Pardon, allora cosa le piace e cosa non le piace?
«Adoro la forza impressionante delle singole cucine, che grazie alla contaminazione storica sono diventate ricchissime. Da noi si possono mangiare piatti vicini a quelli nord-europei come piatti di origine araba. Per questo, andrebbe preservato il patrimonio di prodotti, rituali, ricette – canalizzato in ottica contemporanea – che ha consentito questo fenomeno. Se ne parla troppo poco, per me».
È questo è l’aspetto che le dà più fastidio?
«No. Trovo che ci vorrebbe maggior orgoglio nazionale, unirsi di più darebbe paradossalmente più valore alle nostre diversità. Non voglio dire che dobbiamo restare insensibili alle culture straniere ma non darei priorità al wasabi: va benissimo, ma sono più interessanti i peperoni etruschi».
Forse è il bisogno costante di novità, anche in cucina.
«Il nuovo è celebrato sempre come una conquista, ma in cucina non è detto che sia buono. Ripetere un piatto può regalare le stesse emozioni, forse superiori. Per me, la proiezione sul futuro non è la novità fine a se stessa ma la profondità».
È quanto ha fatto con la pizza al vapore, suscitando un discreto casino?
«Era un lavoro serio, di ricerca vera. E non una provocazione per cercare notorietà. Non ho mai detto che la pizza napoletana fosse cattiva, volevo semplicemente riflettere sui punti critici e migliorarla ma questo ha dato fastidio. Tanto più che non ho ricevuto critiche solo folcloristiche e questo mi è spiaciuto. Detto che l’impegno ha portato a un valido risultato, brevettato, è stata la conferma che il limite nazionale è non avere coraggio e una visione più aperta sulla tradizione».
Sul sito del gruppo c’è una sua frase “La cucina deve spogliarsi dell’inutile per ritrovare la stessa innocenza che il bimbo ha nel raccontare il suo piccolo mondo”. Pedagogia culinaria?

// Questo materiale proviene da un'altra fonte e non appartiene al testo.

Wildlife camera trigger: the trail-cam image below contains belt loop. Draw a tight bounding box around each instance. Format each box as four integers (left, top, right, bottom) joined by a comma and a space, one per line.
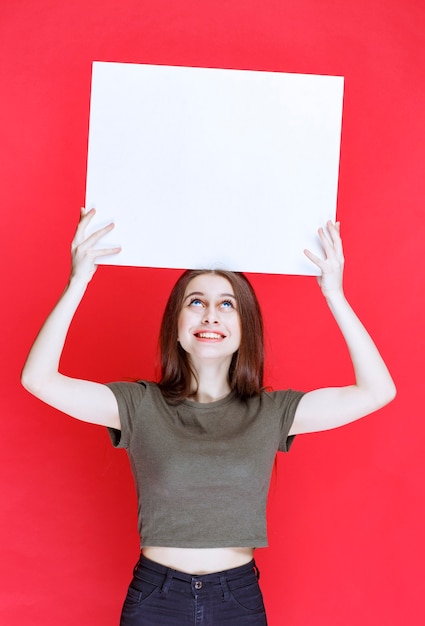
220, 574, 230, 602
161, 568, 173, 596
133, 556, 142, 576
254, 563, 260, 580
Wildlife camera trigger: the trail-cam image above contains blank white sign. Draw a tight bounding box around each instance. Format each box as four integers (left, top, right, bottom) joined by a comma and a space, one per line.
86, 62, 343, 275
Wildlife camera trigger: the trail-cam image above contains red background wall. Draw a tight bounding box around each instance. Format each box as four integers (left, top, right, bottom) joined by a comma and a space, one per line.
0, 0, 425, 626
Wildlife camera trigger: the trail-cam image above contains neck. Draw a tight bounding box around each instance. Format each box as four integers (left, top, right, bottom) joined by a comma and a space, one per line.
189, 362, 231, 402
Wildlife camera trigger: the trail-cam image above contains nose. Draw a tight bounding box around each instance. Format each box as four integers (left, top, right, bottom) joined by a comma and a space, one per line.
202, 306, 219, 324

«Per me la cucina è il tentativo di tornare e far tornare bambini, ritrovando quel disegno che abbiamo fatto un po’ tutti. Ha presente? La casa, la famiglia, l’albero, il sole, la nuvola, la strada che finisce nel vuoto... C’è tutto e io cerco di ripeterlo nella mia cucina. Ma per riuscirci, bisogna spogliarsi il più possibile delle sovrastrutture e delle maschere: ci vuole fluidità, scusi se lo ripeto, e trovare l’essenza della materia, quella che ci dà energia».
Alajmo, lo sa cosa ci ha detto un giorno Gualtiero Marchesi? Il cuoco è un bimbo che gioca tutta la vita a svolgere un mestiere da grande. Che ne pensa?
«Ha visto il simbolo sulla mia giacca? (un disegno stilizzato di bambino al posto del nome come è tipico dei cuochi, ndr). Ecco, qui da noi, c’è l’attitudine a essere bambini, di cercare l’origine delle cose. Se uno non si diverte a fare il cuoco, non sarà mai uno di noi».